What a bunch of bullshit from Huffman. He is a salesman for big mining. The so called Disenfranchisement of Rural America is nothing more than a power play by the largest multinational corporations to exert even more control and political power at the local and national level. But since RI was brought up in this I thought that this early historical account would be relevant. The Blackstone River Valley of Massachusetts and Rhode Island is the “Birthplace of the American Industrial Revolution,” the place where America made the transformation from Farm to Factory. America’s first textile mill could have been built along practically any river on the eastern seaboard, but in 1790 the forces of capital, ingenuity, mechanical know-how and skilled labor came together at Pawtucket, Rhode Island where the Blackstone River provided the power that kicked off America’s drive to industrialization. In 1789, Providence merchant Moses Brown was attempting to build a new factory to spin cotton fiber into thread at the falls of the Blackstone River in Pawtucket, RI. Along with a source of water power, Pawtucket also had a century old tradition as home to tool and machine makers, and Brown had plenty of capital to invest in the project. However, months of work led only to frustration, Then in December 1789, Brown hired Samuel Slater, a recent immigrant from England. Slater had spent seven years working in a textile mill in England, rising to the position of overseer of machinery and mill construction. When he arrived in Pawtucket, Slater determined that Brown’s machinery would not work, but Slater was convinced that he could modify it into working order.

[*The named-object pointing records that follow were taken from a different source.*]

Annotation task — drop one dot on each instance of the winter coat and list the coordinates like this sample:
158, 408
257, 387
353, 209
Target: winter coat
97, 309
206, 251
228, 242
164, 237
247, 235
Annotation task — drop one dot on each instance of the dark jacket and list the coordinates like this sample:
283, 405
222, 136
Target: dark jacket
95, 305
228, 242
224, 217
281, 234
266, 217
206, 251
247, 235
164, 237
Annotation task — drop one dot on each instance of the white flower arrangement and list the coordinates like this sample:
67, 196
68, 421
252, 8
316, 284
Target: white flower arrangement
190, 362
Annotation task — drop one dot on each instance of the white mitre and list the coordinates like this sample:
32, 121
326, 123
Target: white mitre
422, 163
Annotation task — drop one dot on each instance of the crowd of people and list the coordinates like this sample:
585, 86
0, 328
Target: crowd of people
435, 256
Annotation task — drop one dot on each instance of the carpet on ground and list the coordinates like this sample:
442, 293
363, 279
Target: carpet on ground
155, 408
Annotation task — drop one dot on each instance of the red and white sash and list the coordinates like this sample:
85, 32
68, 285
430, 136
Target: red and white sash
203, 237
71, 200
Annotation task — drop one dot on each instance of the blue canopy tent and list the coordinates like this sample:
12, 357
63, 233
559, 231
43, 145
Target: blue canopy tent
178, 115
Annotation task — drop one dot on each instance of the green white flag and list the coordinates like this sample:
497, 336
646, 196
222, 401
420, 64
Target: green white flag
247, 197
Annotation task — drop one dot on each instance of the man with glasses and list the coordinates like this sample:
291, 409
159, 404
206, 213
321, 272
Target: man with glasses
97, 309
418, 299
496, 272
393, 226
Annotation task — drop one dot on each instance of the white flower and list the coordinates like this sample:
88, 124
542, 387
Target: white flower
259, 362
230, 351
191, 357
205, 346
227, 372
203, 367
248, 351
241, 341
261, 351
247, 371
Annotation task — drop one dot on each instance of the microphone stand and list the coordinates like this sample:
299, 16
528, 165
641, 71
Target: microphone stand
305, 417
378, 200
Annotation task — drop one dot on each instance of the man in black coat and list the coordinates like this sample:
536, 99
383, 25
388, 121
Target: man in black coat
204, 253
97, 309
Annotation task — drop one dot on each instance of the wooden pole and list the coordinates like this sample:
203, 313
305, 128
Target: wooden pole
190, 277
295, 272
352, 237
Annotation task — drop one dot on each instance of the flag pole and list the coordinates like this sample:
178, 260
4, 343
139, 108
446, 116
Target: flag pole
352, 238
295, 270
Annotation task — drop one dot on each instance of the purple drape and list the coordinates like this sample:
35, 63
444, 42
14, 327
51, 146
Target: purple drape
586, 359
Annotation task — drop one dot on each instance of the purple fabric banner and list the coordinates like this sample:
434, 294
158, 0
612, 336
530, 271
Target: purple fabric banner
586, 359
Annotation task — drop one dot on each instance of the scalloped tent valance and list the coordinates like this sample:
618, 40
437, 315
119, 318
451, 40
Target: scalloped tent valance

He set to work and one year later in December 1790 the experimental mill was in operation – the first successful water powered cotton-spinning factory in the United… Read more »

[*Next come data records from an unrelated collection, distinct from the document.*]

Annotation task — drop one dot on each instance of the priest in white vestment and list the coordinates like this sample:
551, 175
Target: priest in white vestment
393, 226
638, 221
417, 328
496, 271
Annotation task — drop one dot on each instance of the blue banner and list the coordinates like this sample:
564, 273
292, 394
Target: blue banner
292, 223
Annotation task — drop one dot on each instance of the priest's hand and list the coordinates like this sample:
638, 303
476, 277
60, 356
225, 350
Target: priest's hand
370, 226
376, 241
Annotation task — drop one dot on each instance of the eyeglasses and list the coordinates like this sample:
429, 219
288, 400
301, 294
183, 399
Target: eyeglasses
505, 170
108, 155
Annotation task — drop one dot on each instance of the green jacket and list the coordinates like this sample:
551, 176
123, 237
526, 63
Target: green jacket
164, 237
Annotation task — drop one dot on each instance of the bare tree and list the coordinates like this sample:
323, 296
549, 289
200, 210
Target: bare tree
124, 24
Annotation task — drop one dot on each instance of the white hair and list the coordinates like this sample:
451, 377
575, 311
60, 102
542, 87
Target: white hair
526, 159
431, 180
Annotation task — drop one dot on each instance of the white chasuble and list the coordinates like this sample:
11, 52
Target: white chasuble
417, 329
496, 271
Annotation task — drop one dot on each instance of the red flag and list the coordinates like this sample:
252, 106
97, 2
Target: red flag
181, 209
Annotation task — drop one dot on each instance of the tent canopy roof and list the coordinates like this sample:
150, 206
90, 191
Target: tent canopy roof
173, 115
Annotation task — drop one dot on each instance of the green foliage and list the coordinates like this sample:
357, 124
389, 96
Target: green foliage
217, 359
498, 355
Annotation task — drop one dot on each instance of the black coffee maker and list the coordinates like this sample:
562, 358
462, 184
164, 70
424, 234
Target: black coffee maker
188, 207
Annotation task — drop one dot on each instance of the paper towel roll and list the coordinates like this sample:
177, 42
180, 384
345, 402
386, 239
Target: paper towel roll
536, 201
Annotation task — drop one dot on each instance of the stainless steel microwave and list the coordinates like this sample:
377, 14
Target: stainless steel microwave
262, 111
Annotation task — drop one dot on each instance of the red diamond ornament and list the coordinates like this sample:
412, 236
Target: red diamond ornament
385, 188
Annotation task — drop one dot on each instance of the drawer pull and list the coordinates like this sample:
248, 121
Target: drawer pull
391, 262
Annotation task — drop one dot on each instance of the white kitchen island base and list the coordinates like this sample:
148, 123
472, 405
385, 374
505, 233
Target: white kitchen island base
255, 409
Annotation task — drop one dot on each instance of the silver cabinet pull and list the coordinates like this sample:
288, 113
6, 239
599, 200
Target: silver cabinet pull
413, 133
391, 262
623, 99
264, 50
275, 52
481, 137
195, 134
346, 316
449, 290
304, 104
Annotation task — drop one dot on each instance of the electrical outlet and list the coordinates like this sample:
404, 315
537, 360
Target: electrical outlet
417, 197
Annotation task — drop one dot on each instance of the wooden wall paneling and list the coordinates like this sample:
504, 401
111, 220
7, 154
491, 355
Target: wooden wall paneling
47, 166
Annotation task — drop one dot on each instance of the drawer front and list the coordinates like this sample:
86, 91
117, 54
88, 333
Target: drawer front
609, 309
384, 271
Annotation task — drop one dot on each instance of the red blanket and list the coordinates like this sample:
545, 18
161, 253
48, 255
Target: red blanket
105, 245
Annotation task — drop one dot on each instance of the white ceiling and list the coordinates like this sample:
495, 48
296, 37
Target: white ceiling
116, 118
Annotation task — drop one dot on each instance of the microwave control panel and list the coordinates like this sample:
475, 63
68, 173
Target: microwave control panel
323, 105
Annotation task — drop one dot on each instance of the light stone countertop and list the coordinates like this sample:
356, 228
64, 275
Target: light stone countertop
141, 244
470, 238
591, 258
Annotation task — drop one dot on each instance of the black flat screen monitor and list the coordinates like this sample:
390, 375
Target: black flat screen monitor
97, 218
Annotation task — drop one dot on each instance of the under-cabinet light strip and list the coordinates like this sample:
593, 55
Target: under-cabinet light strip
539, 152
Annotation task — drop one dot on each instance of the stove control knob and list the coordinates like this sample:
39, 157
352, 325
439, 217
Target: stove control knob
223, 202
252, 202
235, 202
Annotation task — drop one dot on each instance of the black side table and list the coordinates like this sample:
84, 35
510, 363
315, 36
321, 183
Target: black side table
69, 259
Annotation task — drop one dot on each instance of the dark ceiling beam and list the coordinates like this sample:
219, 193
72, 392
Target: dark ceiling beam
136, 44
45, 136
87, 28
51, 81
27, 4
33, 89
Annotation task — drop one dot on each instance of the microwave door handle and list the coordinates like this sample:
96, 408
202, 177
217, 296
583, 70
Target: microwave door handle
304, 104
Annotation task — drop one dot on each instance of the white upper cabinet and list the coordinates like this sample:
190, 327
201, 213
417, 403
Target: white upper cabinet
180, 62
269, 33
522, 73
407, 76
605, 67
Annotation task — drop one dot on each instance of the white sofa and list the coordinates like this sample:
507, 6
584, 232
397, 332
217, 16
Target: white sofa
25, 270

I can’t quote a good source for this, but I always understood that British mill machinery was a closely guarded industrial secret and that Brown “bought him out”. Seems strange to think that anyone, such as Slater, reached a high position and then simply departed, without prospects, for Pawtucket, RI. I think the site quoted cleans him up a bit.
The Blackstone was selected over competitors, it was not by happenstance. Although short, the Blackstone “falls” at a far greater degree than most rivers. This increases the flow, or power, of the river. This makes extraordinarily expensive “mill ponds” unnecessary. It would have drawn mill builders from afar, much as the isolated rivers of Vermont did. Unfortunately they were textile mills, more sensitive to labor costs than power supply, so they moved first to North Carolina and now the Orient. Much the same happened to Oriental Rugs after the Germans “industrialized” them with their aniline dyes during the 1800’s in “Persia”. Seeking cheap hand labor, production went to Pakistan, then India and now China.
As to New England farmers. As anyone who has actually farmed here knows, what New England grows is rocks. Regardless of the Industrial Age, most “real farmers” in New England departed for the Mid-West (no glacial erratics) about 1850.
If the tax money of people who do not live in cities,such as Providence,must go to help support cities such as Providence,then we have a situation of taxation without representation,because those who live in other towns and cities cannot vote in the elections of places such as Providence.
David S,
It’s all nothing but an intellectual exercise for you. That’s obvious because you do not speak from experience. It’s just a political football for you. However,it is true that how long you can stand at a machine is your paltry worth.
I can’t do it long,I faint.
“…Mostly Yankee farmers.”
You quoted this from some “authority”,well,what about all of the legal immigrants who had to work in these hell holes to barely survive? I guess they don’t merit mention.